L’évolution des crises
Les crises financières ne datent pas d’hier. L’actuelle a de nombreux points communs avec les précédentes même si son ampleur n’est comparable qu’à la Grande dépression. Mais elles évoluent, ce qui explique sans doute pourquoi leur récurrence surprend les spécialistes.
Bien que les signes avant-coureurs de la crise financière actuelle et de la récession qui a suivi sont apparus il y a plus d’un an, elle n’a frappé de plein fouet les marchés mondiaux qu’en septembre dernier.
On sait qu’elle a pour origine l’éclatement de la bulle immobilière et la procédure de désendettement d’institutions financières au bord de la faillite. Les crises financières ont tendance à revenir régulièrement dévaster l’économie mondiale ou régionale. Et tout comme l’économie et le système financier lui-même, elles évoluent.

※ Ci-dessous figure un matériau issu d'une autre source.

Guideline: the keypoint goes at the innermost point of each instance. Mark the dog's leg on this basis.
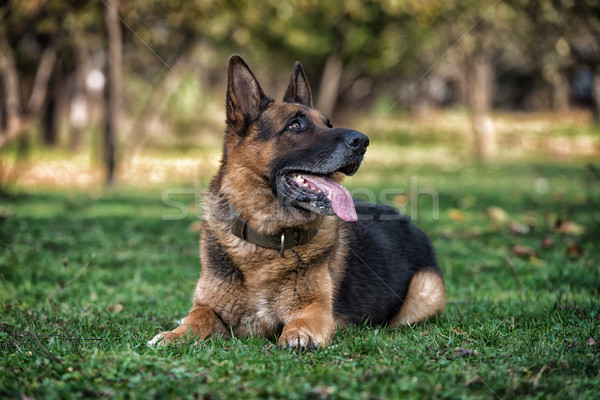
(200, 323)
(426, 297)
(312, 327)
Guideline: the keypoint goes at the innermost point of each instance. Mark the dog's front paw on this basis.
(296, 335)
(164, 338)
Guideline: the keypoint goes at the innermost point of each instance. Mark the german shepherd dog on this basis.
(285, 250)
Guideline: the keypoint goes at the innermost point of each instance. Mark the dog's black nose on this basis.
(356, 140)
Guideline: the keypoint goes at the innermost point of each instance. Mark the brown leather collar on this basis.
(287, 239)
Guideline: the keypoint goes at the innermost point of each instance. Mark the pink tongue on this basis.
(342, 202)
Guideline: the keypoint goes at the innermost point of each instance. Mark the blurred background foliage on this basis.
(144, 80)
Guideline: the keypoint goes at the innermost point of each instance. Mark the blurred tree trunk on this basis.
(78, 107)
(596, 94)
(480, 82)
(165, 89)
(49, 123)
(113, 88)
(19, 120)
(561, 92)
(330, 84)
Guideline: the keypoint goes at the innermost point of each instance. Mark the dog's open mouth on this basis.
(319, 193)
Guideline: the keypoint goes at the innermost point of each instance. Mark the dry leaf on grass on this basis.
(522, 251)
(569, 227)
(457, 215)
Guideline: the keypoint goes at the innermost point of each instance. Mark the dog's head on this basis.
(285, 154)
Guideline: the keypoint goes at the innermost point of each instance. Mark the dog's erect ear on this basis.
(299, 90)
(244, 94)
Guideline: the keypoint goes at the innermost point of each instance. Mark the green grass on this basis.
(87, 280)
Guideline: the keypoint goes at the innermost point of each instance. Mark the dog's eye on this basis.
(294, 126)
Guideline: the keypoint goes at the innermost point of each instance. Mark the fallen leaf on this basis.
(569, 227)
(497, 214)
(536, 261)
(322, 392)
(116, 308)
(574, 250)
(465, 353)
(521, 251)
(475, 379)
(457, 215)
(458, 331)
(515, 227)
(547, 242)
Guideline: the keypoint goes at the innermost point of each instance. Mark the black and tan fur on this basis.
(380, 268)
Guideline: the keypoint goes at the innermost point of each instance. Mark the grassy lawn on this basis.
(88, 277)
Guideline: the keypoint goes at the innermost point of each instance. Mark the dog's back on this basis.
(385, 251)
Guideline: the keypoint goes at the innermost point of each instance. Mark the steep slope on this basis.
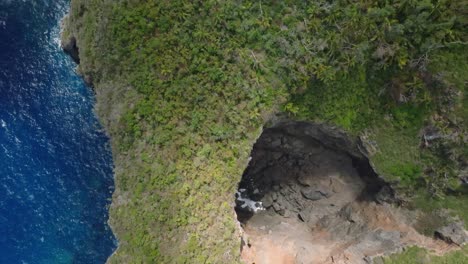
(185, 87)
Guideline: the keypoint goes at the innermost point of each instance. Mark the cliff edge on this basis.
(185, 88)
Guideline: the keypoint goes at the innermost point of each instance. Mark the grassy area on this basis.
(184, 88)
(416, 255)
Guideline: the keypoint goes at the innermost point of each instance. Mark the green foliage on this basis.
(415, 255)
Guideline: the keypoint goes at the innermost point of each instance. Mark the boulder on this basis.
(312, 194)
(453, 233)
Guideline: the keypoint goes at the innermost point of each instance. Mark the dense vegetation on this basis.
(184, 88)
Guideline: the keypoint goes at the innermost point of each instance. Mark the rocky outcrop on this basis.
(321, 201)
(68, 42)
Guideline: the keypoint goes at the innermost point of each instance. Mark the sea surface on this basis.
(56, 177)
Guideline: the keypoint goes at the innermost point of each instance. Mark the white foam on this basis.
(247, 203)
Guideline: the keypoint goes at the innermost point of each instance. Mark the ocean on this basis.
(56, 174)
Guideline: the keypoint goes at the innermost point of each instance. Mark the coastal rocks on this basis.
(322, 201)
(453, 233)
(70, 47)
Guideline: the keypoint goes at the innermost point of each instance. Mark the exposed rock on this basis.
(70, 47)
(326, 198)
(312, 194)
(453, 233)
(385, 195)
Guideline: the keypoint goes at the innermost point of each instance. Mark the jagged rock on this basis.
(267, 201)
(385, 195)
(312, 194)
(276, 207)
(453, 233)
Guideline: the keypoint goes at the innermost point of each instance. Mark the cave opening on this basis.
(303, 183)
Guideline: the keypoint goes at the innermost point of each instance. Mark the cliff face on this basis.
(184, 89)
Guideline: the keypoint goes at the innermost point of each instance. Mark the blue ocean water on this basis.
(55, 161)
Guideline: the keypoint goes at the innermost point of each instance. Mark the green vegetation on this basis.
(184, 88)
(416, 255)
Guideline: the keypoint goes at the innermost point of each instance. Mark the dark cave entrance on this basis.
(297, 165)
(305, 175)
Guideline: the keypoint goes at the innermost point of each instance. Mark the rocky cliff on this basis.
(184, 89)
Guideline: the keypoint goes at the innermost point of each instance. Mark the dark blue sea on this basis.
(56, 176)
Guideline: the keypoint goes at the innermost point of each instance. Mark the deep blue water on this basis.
(55, 162)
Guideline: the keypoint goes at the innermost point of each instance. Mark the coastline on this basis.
(133, 204)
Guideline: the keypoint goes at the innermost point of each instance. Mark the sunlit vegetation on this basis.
(196, 80)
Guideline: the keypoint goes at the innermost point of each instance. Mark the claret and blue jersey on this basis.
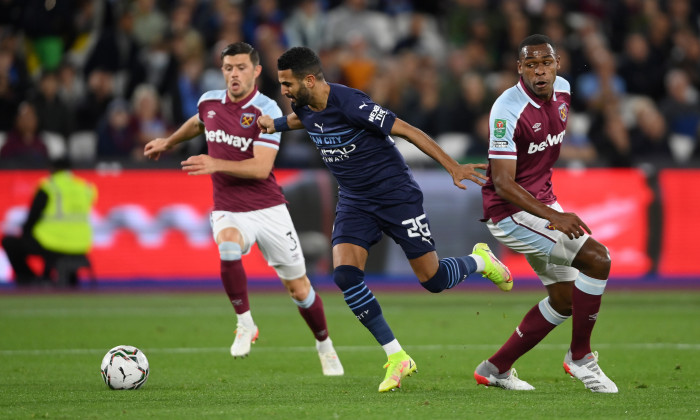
(352, 137)
(527, 129)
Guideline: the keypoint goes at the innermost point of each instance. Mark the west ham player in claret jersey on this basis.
(527, 124)
(248, 203)
(377, 194)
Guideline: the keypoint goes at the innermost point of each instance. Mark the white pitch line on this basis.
(225, 349)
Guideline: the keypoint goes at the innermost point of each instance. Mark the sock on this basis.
(585, 302)
(233, 276)
(311, 309)
(362, 302)
(451, 272)
(535, 326)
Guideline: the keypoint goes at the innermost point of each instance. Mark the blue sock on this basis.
(361, 301)
(451, 272)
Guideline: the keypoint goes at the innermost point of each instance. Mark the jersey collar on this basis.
(534, 100)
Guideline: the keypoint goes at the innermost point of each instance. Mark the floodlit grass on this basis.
(51, 347)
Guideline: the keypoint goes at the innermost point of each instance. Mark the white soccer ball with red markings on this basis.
(124, 367)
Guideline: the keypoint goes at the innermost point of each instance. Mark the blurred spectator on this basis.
(54, 114)
(190, 88)
(117, 52)
(642, 72)
(686, 54)
(263, 13)
(472, 102)
(614, 51)
(356, 63)
(420, 100)
(598, 86)
(24, 145)
(353, 16)
(419, 33)
(94, 105)
(306, 26)
(681, 105)
(650, 139)
(116, 135)
(47, 25)
(150, 24)
(147, 119)
(71, 87)
(12, 87)
(610, 136)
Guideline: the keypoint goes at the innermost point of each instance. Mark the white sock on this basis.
(480, 264)
(246, 319)
(392, 347)
(324, 346)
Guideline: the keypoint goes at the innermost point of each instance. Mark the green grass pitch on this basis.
(51, 346)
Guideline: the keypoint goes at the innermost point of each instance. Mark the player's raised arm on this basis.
(268, 125)
(191, 128)
(428, 146)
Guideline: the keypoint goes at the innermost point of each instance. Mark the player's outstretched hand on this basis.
(155, 147)
(469, 171)
(266, 124)
(569, 224)
(199, 165)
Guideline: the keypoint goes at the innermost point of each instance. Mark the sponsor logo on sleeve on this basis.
(563, 112)
(499, 128)
(378, 113)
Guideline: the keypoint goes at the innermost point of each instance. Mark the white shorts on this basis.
(272, 229)
(549, 252)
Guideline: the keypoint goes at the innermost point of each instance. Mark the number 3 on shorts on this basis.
(416, 227)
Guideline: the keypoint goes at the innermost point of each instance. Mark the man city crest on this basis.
(247, 119)
(563, 112)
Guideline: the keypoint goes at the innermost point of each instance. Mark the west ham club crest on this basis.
(247, 119)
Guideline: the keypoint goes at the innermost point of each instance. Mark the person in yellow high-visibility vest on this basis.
(58, 223)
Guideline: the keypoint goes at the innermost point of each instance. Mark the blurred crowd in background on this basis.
(95, 80)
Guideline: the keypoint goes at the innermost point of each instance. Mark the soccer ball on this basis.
(124, 367)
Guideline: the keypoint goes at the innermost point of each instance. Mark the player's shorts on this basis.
(272, 229)
(362, 224)
(549, 252)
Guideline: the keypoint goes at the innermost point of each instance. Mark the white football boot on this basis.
(487, 374)
(330, 363)
(587, 371)
(244, 337)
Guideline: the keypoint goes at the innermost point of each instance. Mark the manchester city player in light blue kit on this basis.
(378, 194)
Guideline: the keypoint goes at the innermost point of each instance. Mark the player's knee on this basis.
(347, 276)
(229, 251)
(298, 289)
(290, 272)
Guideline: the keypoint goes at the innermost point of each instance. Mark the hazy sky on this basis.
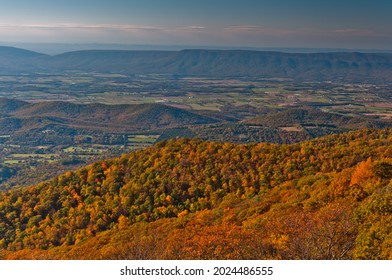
(358, 24)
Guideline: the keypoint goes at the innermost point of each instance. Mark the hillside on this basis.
(220, 63)
(101, 117)
(15, 60)
(348, 67)
(328, 198)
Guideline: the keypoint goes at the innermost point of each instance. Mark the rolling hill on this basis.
(328, 198)
(349, 67)
(102, 117)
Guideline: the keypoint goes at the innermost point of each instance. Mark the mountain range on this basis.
(328, 198)
(350, 67)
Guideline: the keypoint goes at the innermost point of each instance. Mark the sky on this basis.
(348, 24)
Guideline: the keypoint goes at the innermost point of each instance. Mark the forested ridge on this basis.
(328, 198)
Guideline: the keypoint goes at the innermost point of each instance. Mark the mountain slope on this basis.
(243, 201)
(349, 67)
(219, 63)
(14, 60)
(106, 117)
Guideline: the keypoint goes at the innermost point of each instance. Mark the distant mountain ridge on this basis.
(96, 116)
(350, 67)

La tourmente actuelle est due plus précisément à la multiplication des crédits hypothécaires à risque (subprimes) aux États-Unis. Les banques et institutions financières ont incité certains acheteurs à contracter des emprunts, sans apport ou presque, en omettant de vérifier leur solvabilité. Elles ont ensuite noyé ces créances dans d’autres à haut risque avant de les recéder à des investisseurs internationaux, créant des produits financiers baptisés Collateralized Debt Obligations.

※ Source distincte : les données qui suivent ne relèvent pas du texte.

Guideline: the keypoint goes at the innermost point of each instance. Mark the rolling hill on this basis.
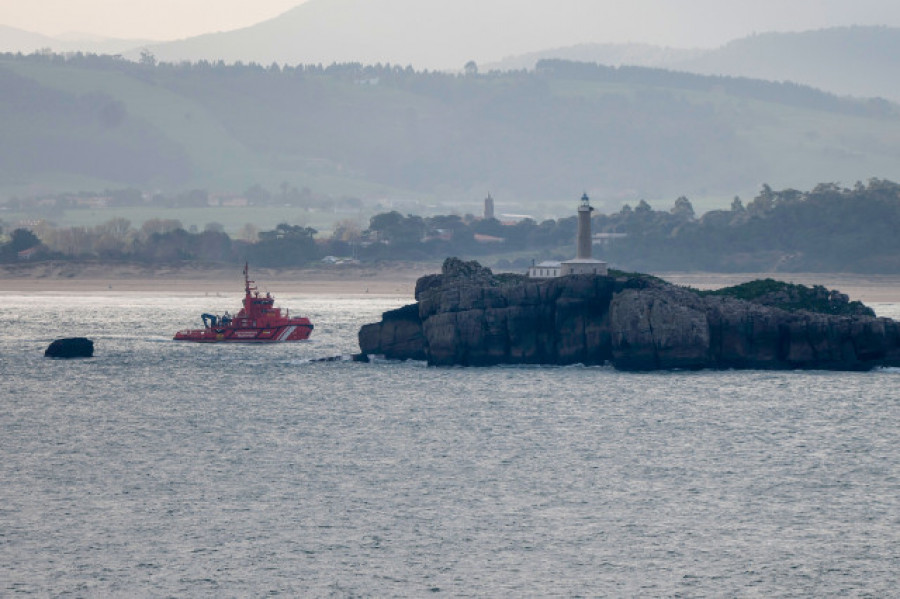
(849, 61)
(619, 133)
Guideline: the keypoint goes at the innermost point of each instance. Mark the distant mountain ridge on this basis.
(18, 40)
(852, 61)
(91, 122)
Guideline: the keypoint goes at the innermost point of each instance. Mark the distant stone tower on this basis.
(488, 207)
(584, 229)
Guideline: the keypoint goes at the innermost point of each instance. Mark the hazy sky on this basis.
(683, 23)
(152, 19)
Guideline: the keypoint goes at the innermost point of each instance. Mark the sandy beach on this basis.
(394, 279)
(72, 278)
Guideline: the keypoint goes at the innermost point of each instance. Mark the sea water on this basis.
(160, 468)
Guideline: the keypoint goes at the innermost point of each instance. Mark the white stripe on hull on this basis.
(287, 332)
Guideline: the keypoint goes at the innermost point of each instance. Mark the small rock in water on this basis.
(72, 347)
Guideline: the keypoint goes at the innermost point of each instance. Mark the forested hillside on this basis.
(85, 122)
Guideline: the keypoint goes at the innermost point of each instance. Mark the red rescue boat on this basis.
(259, 321)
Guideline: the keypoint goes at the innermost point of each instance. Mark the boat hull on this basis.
(275, 334)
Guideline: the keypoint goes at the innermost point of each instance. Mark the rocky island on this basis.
(469, 316)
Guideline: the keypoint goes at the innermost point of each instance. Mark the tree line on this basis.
(827, 229)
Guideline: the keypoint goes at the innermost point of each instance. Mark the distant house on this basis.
(545, 270)
(27, 254)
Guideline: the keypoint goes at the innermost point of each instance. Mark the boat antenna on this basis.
(247, 281)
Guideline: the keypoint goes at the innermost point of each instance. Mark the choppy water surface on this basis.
(159, 468)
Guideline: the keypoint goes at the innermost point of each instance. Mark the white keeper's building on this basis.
(583, 263)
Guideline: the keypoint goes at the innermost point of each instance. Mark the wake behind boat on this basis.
(258, 321)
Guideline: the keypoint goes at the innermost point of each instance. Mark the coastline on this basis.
(396, 279)
(73, 278)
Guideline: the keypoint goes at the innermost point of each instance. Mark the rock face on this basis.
(467, 316)
(72, 347)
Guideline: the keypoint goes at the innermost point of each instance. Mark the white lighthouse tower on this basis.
(583, 263)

Ce que l’on a d’abord pensé être une bulle immobilière propre aux USA a gagné toute la planète, laissant dans son sillage des institutions en ruines. Tous les continents ont subi les effets de la mondialisation financière une fois la confiance disparue.
En plus de l’argent, la confiance est un élément vital pour que le système financier mondial fonctionne. Si les parties impliquées ne sont plus certaines que leurs homologues sont en mesure d’honorer un accord ou une transaction, elles hésitent à vendre et acheter, et le système s’enraye. Quand les entreprises ont du mal à emprunter pour financer leurs investissements, quand le commerce n’est plus soutenu par les banques et quand les fournisseurs n’obtiennent plus d’assurance-crédit, les répercussions sur l’économie réelle sont immenses.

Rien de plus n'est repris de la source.